Incorporating structure reduces invalid queries. Seq2SQL without RL directly predicts selection and aggregation and reduces invalid SQL queries generated from 7.9% to 4.8%. A large quantity of invalid queries result from column names – the generated query refers to selection columns that are not present in the table. This is particularly helpful when the column name contain many tokens, such as “Miles (km)”, which has 4 tokens. Introducing a classifier for the aggregation also reduces the error rate. Table 3 shows that adding the aggregation classifier improves the precision, recall, and F1 for predicting the COUNT operator.

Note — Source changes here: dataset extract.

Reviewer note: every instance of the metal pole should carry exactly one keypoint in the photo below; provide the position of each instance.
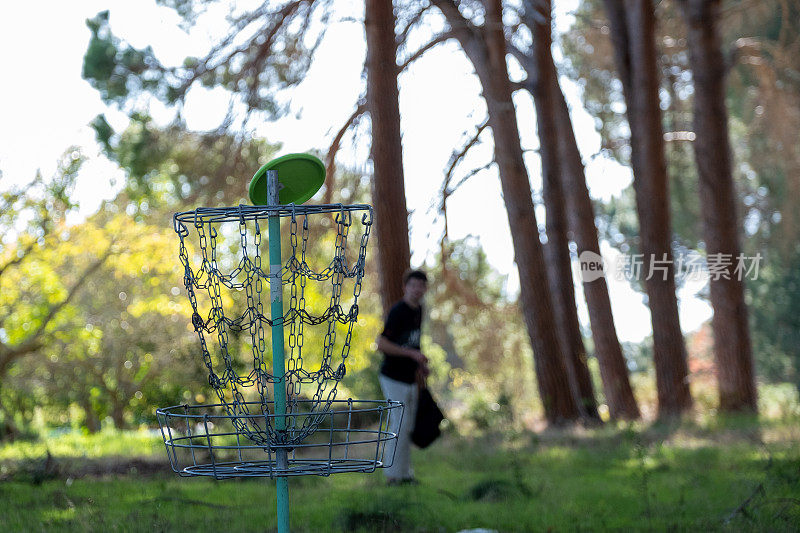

For more queries produced by the different models, please see Section 3 of the Appendix.

Model Precision Recall F1
Aug Ptr Network 66.3% 64.4% 65.4%
Seq2SQL 72.6% 66.2% 69.2%

Table 3: Performance on the COUNT operator.

RL generates higher quality WHERE clause that are ordered differently than ground truth. Training with policy-based RL obtains correct results in which the order of conditions is differs from the ground truth query. For example, for “in what district was the democratic candidate first elected in 1992?”, the ground truth conditions are First elected = 1992 AND Party = Democratic whereas Seq2SQL generates Party = Democratic AND First elected = 1992. When Seq2SQL is correct and Seq2SQL without RL is not, the latter tends to produce an incorrect WHERE clause. For example, for the rather complex question “what is the race name of the 12th round trenton, new jersey race where a.j. foyt had the pole position?”, Seq2SQL trained without RL generates WHERE rnd = 12 and track = a.j. foyt AND pole position = a.j. foyt whereas Seq2SQL trained with RL correctly generates WHERE rnd = 12 AND pole position = a.j. foyt.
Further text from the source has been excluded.